Actually, no. This is sweeping big-band Brahms with the LSO playing at full tilt for expression and impact. Jarvi even throws in the occasional Furtwangler touch, generally an unexpected swell and slow down. Today is Brahms day at my house, and compared with the other two conductors I've been listening to, Gunter Wand and Paavo Berglund, Jarvi could pass for a Furtwangler disciple -- a major surprise.
The Gramophone, always pro-Jarvi unless proven otherwise, fussed that only the First Sym. was successful, finding the other three symphonies tepid. The First was taped first, and it's a splendid reading, grand without being garrulous, beautifully phrased and played with impeccable execution. I venture that anyone hearing it without reading the label would never guess who the conductor was. Only a bit of slackness in the opening of the finale betrays that we aren't hearing Giulini or Klemperer.
Sym. 2 begins at a real Allegro, which is good if you want to distinguish it from the second movement; many conductors take them bot as Andantes. Jarvi takes a pastoral view of tis work -- maybe that's what struck some critics as tepid -- but unlike, say, Eschenbach, who maunders along monotonously, Jarvi injects energy as needed. the finale could begin in a more hushed, mysterious mood, but Jarvi takes it a tempo before the jubilant explosion to follow. The feeling isn't as viscerally exciting as the first, mono version from Bruno Walter in New York, but the LSO surpasses the NY Phil. for sheer sumptuousness.

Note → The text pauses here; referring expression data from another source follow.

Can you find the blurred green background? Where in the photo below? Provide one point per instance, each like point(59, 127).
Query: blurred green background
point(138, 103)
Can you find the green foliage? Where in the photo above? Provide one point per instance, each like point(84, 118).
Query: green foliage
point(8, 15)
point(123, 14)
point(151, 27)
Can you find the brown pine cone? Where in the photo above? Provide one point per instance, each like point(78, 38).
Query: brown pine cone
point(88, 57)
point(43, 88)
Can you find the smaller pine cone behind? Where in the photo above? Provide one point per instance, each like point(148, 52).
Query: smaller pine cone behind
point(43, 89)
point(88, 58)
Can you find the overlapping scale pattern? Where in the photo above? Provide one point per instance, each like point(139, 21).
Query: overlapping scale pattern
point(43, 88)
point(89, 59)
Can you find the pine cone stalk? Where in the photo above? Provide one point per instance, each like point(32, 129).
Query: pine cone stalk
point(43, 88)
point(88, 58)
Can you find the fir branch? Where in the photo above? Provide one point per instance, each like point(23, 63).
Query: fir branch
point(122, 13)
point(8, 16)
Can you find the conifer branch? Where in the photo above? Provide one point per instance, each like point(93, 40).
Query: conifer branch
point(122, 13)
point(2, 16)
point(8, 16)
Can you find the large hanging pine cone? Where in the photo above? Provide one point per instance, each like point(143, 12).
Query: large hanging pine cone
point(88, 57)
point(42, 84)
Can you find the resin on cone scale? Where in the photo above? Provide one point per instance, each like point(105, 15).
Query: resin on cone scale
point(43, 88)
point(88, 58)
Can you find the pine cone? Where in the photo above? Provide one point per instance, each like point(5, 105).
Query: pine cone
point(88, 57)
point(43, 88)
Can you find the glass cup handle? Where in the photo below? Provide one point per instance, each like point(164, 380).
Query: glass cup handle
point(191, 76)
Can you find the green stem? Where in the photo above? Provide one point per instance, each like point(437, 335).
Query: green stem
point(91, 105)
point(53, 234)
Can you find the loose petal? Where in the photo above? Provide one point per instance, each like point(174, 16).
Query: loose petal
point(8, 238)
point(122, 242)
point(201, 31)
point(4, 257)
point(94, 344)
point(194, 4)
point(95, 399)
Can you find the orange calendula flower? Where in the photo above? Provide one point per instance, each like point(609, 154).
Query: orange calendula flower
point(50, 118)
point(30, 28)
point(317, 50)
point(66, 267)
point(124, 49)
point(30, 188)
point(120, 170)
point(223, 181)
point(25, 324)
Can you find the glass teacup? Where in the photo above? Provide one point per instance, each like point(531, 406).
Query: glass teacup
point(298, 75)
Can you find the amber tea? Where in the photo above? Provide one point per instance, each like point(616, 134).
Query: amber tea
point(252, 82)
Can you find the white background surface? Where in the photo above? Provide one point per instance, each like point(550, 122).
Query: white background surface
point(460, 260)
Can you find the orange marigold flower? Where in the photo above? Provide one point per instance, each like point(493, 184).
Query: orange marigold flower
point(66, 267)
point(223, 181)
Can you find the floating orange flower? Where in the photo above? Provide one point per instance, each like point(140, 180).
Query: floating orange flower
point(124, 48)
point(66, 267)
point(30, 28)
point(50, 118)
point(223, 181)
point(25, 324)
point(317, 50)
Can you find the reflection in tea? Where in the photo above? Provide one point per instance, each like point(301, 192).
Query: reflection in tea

Sym. 3 passes the first hurdle by giving us completely secure, lush string playing, but Jarvi fudges the tricky opening rhythm by slowing down. No foul, though, since Furtwangler did the same. The main tempo isn't perky by any means, but again there's no fear that the reading is tepid. We find ourselves in Gunter Wand territory, with nice balances and carefully tended phrasing. Happily, Jarvi finds more contrast and expression in the two middle movements than Wand, and his orchestra flies higher. After a placid beginning, the finale offers an impressive explosion, but then Jarvi suppresses the glorious horn and cello line. In all, the Third is not as strong as the First or Second (this is often the case for some reason).
Sym. 4 poses a challenge, to draw out its intensity beneath the seemingly academic surface of the first and last movements. Jarvi hears the first movement as elegiac rather than intense and conflicted, a valid view but one that prettifies the music, I think. Only the LSO's wonderful sonority saves us from conventionality. In the middle movements Jarvi is schizophrenic, placid in the Andante but on fire in the Scherzo -- one of the most exciting I've heard in a while. The passacaglia is extremely well voiced, dark and rich, when it announces itself in the finale. Jarvi plays the movement as a grand sweep, with a few unfortunate lapses in tension. Overall, my attention was basically held by the orchestra and chandos's luscious sonics.
If you acquire this set as a download (elsewhere than Amazon), I'd recommend the First and Second above the other two symphonies. Yet even then, the whole cycle beats out Sawallisch, Eschenbach, Wand, Berglund, and perhaps the mighty Szell, even though the latter has his own masterful First."